Par des jugements rendus le 21 décembre 2021, le tribunal administratif de Lille a rejeté les 87 requêtes de propriétaires d’habitations sur le territoire de la commune d’Evin-Malmaison demandant la condamnation de l’Etat à décaper leurs terrains et à les indemniser des préjudices causés par cette pollution.
Le tribunal a d’abord rejeté la demande de décapage des terrains.
Certes, lorsqu’une pollution d’un sol présente un risque grave pour la santé, la sécurité et la salubrité publiques ou pour l’environnement, l’Etat peut, en cas d’impossibilité de mise en demeure de l’ancien exploitant, être tenu de prendre en charge les opérations de dépollution du sol.
Toutefois, cette obligation ne concerne que le site lui-même, soit en l’espèce celui de l’usine de Noyelles-Godault, et non des terrains situés seulement à proximité de celui-ci, comme ceux des requérants sur le territoire de la commune d’Evin-Malmaison. Le tribunal a relevé par ailleurs que certains de ces terrains avaient d’ores et déjà fait l’objet d’un décapage aux frais de l’agence de l’environnement et de la maîtrise de l’énergie (ADEME).
Le tribunal n’a pas non plus fait droit aux demandes d’indemnisation des requérants.
Si l’Etat peut être condamné à la réparation des préjudices causés par la carence de ses services dans la surveillance et le contrôle des installations classées pour la protection de l’environnement, législation dont relevait l’usine de Métaleurop, seuls peuvent être indemnisés les préjudices certains et en lien direct avec les fautes commises par l’administration.

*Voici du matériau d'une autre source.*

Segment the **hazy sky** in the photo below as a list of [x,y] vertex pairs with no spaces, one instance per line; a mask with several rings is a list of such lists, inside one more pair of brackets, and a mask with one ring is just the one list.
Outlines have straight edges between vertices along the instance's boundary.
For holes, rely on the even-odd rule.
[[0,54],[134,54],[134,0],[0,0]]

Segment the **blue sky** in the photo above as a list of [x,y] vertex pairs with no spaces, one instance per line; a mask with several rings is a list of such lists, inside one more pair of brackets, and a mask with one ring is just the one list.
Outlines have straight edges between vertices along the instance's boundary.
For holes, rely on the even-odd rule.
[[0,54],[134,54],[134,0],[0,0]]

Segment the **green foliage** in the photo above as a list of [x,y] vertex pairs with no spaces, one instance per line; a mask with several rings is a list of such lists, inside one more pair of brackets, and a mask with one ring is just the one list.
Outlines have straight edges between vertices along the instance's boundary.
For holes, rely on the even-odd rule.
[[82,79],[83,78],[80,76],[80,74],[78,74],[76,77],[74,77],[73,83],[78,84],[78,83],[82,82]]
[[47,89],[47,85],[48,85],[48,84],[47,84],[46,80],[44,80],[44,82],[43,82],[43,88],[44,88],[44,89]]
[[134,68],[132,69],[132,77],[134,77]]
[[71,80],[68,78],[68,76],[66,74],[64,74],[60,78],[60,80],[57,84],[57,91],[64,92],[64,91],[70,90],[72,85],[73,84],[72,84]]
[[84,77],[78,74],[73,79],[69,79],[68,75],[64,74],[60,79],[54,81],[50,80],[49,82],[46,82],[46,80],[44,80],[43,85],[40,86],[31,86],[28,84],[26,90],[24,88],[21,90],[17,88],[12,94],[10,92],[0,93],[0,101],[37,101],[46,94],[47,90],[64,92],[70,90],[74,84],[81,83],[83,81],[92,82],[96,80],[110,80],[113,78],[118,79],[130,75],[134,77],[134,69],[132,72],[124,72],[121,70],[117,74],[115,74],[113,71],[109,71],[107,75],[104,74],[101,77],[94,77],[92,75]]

Or, le tribunal, qui a examiné la situation propre de chaque requérant, a estimé que dans aucun des dossiers, les deux seuls préjudices invoqués, la perte de valeur vénale des biens du fait de la pollution des terrains et le préjudice d’anxiété en raison du risque de développer une pathologie grave en rapport avec l’exposition aux métaux lourds contenus dans les sols, n’étaient établis.
Il a relevé notamment que les propriétaires ayant acheté leur terrain postérieurement à l’arrêté du 20 janvier 1999, modifié ensuite en 2015, du préfet du Pas-de-Calais, qui a instauré une vaste zone de protection autour de l’usine de Métaleurop du fait de la pollution engendrée par le site, ne pouvaient ignorer l’existence de cette pollution, et ainsi utilement invoquer après coup une dévalorisation de leur bien. Les attestations établies par deux agents immobiliers et un notaire n’ont par ailleurs pas été jugées suffisamment probantes. Enfin, l’abattement de taxe foncière dont bénéficient les habitations situées dans la zone de protection ne peut suffire à lui seul à établir leur perte de valeur vénale et, en tout état de cause, l’avantage ainsi octroyé ne pourrait qu’être pris en compte.
Pour écarter une indemnisation du préjudice d’anxiété, le tribunal s’est fondé sur les résultats du dépistage mené par l'agence régionale de santé en 2017, qui n'ont pas mis en évidence une surreprésentation du cadmium du fait de la présence dans l'environnement de terre polluée, par rapport aux autres voies d'exposition que sont le tabagisme ou l'exposition professionnelle. Il a constaté également que les requérants n’ont produit aucune pièce permettant de justifier de la présence de métaux lourds dans leur organisme et n’ont fait état d’aucun suivi médical particulier.